Single by The Cookies
- B-side: "Softly in the Night"
- Released: 1963
- Recorded: 1963
- Genre: Pop rock; pop;
- Length: 2:43
- Label: Dimension
- Songwriter(s): Gerry Goffin, Carole King
- Producer(s): Gerry Goffin

The Cookies singles chronology
| "Chains" (1962) | "Don't Say Nothin' Bad (About My Baby)" (1963) | "Will Power" (1963) |

= Don't Say Nothin' Bad (About My Baby) =

"Don't Say Nothin' Bad (About My Baby)" is a 1963 song written by Gerry Goffin and Carole King for the girl group the Cookies. It was the group's most successful single and their only one to reach the top ten on the U.S. singles charts.
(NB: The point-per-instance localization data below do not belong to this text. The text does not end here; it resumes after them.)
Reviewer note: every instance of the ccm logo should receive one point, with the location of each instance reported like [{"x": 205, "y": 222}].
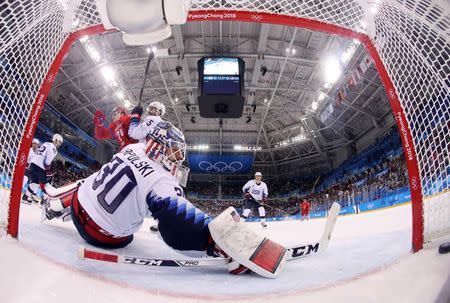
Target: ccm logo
[
  {"x": 149, "y": 262},
  {"x": 305, "y": 250},
  {"x": 191, "y": 263}
]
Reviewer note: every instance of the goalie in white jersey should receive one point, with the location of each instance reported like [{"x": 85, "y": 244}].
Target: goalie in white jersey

Critic Richie Unterberger, in a song review for AllMusic, noted:

The mindset of "Don't Say Nothin' Bad About My Baby" was sassy girl talk at its best ... The mood of the song as a whole, however, is catchy pop-rock with a bit of cool-jazz overlay, with a honking King Curtis-sounding sax solo in the instrumental break.

The single peaked at number seven on the Billboard Hot 100, number three on the Billboard R&B Singles charts in 1963, and #17 in Canada. Billboard ranked the song at number 86 on its list of 100 Greatest Girl Group Songs of All Time.

The song was ranked number 790 among the greatest singles ever made in Dave Marsh's book The Heart of Rock & Soul (1989).